Eğitimini tamamladıktan sonra kendini tamamen büyük tutkusu olan resme adadı. Londra'ya taşınıyor ve Kraliyet Sanat Akademisi'nde okuyor. Eğitmenlerinden ikisi, Ford Madox Brown ve Arthur Hughes , Goodwin'in en büyük sponsorları oldular. Her iki ressam da, 19. yüzyılın ortalarında Pre-Raphaelizm sanat tarzını şekillendiren İngiliz ressamların bir derneği olan Pre-Raphaelite Brotherhood'un üyeleriydi. Bu, doğanın ayrıntılı bir kopyası anlamına geliyordu. Resimlerine "PRB" kısaltması verildi. Goodwin de Kardeşliğin hedefleriyle özdeşleşebilirdi. Resimleri, kardeşlik fikrinden güçlü bir şekilde etkilendi. Goodwin, çalışmaları sırasında Londra'nın ünlü sanat eleştirmeni John Ruskin ile tanıştı. Ruskin, genç Goodwin'in olağanüstü yeteneği karşısında şaşkına dönmüştü. Ressamı Avrupa'da bir geziye davet eder. Bu gezi sırasında Albert Goodwin, daha sonra detaylı suluboyalara dönüştürdüğü sayısız manzara çizimi yaptı.

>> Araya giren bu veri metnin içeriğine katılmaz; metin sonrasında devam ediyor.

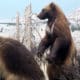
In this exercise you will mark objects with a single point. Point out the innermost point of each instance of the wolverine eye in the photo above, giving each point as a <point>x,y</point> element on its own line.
<point>43,10</point>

Takip eden yıllarda, Goodwin defalarca Avrupa'yı dolaştı. Çok çeşitli manzaraları ziyaret eder ve doğada çizer. Seyahat etmek, çok ilham verici olan ikinci tutkusuna dönüştü. Ülkenin en üretken sanatçılarından biridir ve yaşamı boyunca 800'den fazla resim yapmıştır. Daha sonra 1804'te Londra'da kurulan Kraliyet Suluboya Topluluğuna veya kısaca "RWS"ye katıldı. Pre-Raphaelite Brotherhood'un aksine, üyeler kendi sanatsal tarzlarını geliştirmezler. Onun endişesi suluboya resimler için daha fazla takdir yaratmaktı. Klasik yağlı boya tablolar sergileyen sanatçılara kıyasla Kraliyet Akademisi'ndeki sergilerde dezavantajlı olduklarını hissettiler. Bu nedenle, 1805'ten itibaren, Albert Goodwin'in de düzenli olarak katıldığı suluboya sanatçıları için kendi sergilerini düzenlediler. Sergiler büyük bir başarıydı. Yıldan yıla daha fazla ziyaretçi geldi ve suluboya ve suluboya satış geliri önemli ölçüde arttı. Kraliyet Suluboya Derneği'nin ressamları sayesinde bu büyük bir başarıydı. Goodwin yaşlılığa iyi boyandı.